DIGBOI, Aug 30 - The Tinsukia police after 19 days of intense operations across the State and international border, on Tuesday evening managed to bust a gang involved in amassing several crores of rupees from unemployed youths in the name of providing employment at various oil sector organisations including at the Oil India Limited, Duliajan.
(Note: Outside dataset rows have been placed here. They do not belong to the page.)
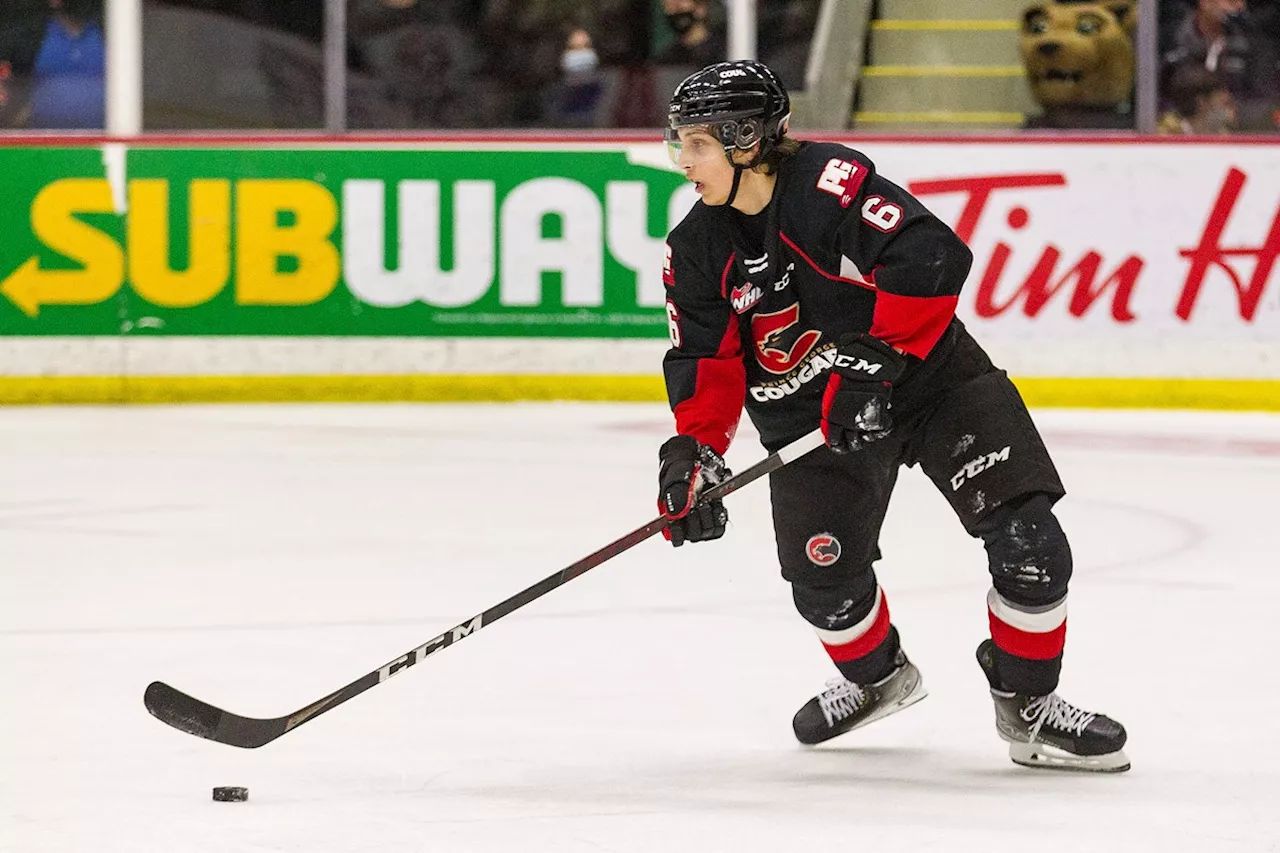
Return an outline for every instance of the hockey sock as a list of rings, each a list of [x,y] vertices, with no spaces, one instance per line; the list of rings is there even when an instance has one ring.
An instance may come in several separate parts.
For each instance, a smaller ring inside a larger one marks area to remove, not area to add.
[[[1067,639],[1067,597],[1040,607],[1018,605],[987,593],[996,670],[1006,690],[1043,696],[1058,686]]]
[[[889,622],[889,603],[879,586],[866,616],[844,628],[815,625],[813,630],[836,669],[855,684],[872,684],[893,671],[898,632]]]

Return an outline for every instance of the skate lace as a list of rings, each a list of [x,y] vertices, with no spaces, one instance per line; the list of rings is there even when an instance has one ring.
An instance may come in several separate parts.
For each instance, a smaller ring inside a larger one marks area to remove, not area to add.
[[[818,707],[822,709],[828,726],[834,726],[854,713],[866,701],[867,694],[862,688],[844,678],[831,679],[827,682],[827,689],[818,694]]]
[[[1022,709],[1022,719],[1031,723],[1031,739],[1034,741],[1040,729],[1047,723],[1051,728],[1062,732],[1075,732],[1077,736],[1084,734],[1085,726],[1093,722],[1097,714],[1081,710],[1062,699],[1057,693],[1037,696]]]

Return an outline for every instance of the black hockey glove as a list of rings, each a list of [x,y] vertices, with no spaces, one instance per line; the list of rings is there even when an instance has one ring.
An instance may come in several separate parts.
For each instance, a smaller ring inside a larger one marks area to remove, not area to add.
[[[871,335],[846,335],[822,395],[822,437],[836,453],[858,450],[893,428],[889,396],[906,358]]]
[[[677,435],[662,445],[658,463],[658,509],[675,519],[662,535],[677,548],[723,536],[724,502],[698,503],[698,495],[731,476],[720,454],[691,435]]]

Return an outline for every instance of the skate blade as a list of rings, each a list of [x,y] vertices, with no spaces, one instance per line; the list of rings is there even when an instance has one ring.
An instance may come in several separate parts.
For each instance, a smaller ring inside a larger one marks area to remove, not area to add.
[[[1105,755],[1073,755],[1046,743],[1010,743],[1009,758],[1014,764],[1040,770],[1123,773],[1129,769],[1129,757],[1122,749]]]

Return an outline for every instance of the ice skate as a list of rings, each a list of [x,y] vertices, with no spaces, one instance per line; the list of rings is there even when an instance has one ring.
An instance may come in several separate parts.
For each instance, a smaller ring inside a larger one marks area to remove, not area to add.
[[[1025,767],[1119,773],[1129,769],[1124,726],[1081,710],[1057,693],[1028,696],[1003,689],[995,668],[995,644],[978,646],[978,665],[991,685],[996,731],[1009,743],[1009,757]]]
[[[929,695],[920,670],[899,650],[893,672],[874,684],[833,678],[827,689],[796,712],[791,727],[803,744],[822,743],[837,735],[901,711]]]

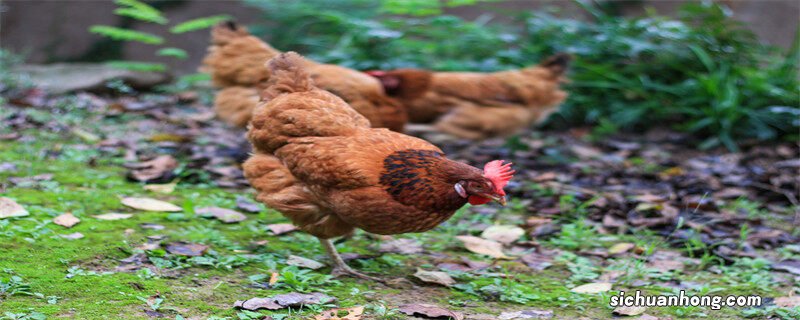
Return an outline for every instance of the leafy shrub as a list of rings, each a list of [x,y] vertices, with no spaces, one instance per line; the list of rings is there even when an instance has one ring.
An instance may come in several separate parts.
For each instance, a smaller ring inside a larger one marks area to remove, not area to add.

The joint operations initiated to this effect by various police stations led by Debobrata Dey, the DSP, Tinsukia HQ in association with OC, Bhaskar Saikia of Makum yielded significant gains with the arrest of six persons from various locations including the Indo-Nepal border, Jorhat and Makum. The alleged mastermind Bedanta Gogoi of Janapath, Chandan Nagar, Jorhat and Vishal Gogoi alias Kalyan Arandhara of No. 2 Lajung village of Margherita were arrested along with Pullock Jyoti, Dipankar Gohain, Anjumala Gohain and Podumala Chutiya all under Makum Police Station in Tinsukia district.
Police sources said that unemployed youths from Assam were taken to Kerala with a promise of being provided jobs across oil sector companies after being provided three months of training in Kerala. Sources further said that around Rs 7 lakh per candidate was handed over in cash to Bedanta Gogoi, the chief of the network in Assam.
Meanwhile, with the arrest of Bedanta Gogoi from his Jorhat residence late on Tuesday night, the entire network involved in the act has been busted.
Talking to this correspondent, Mugdha Jyoti Mahanta, the Superintendent of Police Tinsukia said that on the basis of two different FIRs filed at Makum Police Station by the duped candidates against Vishal Gogoi, a 10-member police team was constituted to look into the case. It started working since August 11 and managed to arrest Vishal Gogoi from the Indo-Nepal border, Bedanta Gogoi from Jorhat and the other accomplices from Makum. According to Mahanta, the case was being investigated from all possible angles and with the seizure of Oil India I- cards, certificates of training and promissory letters, bank transactions and document printers and other evidence, emergence of many more skeletons from the scene cannot be ruled out.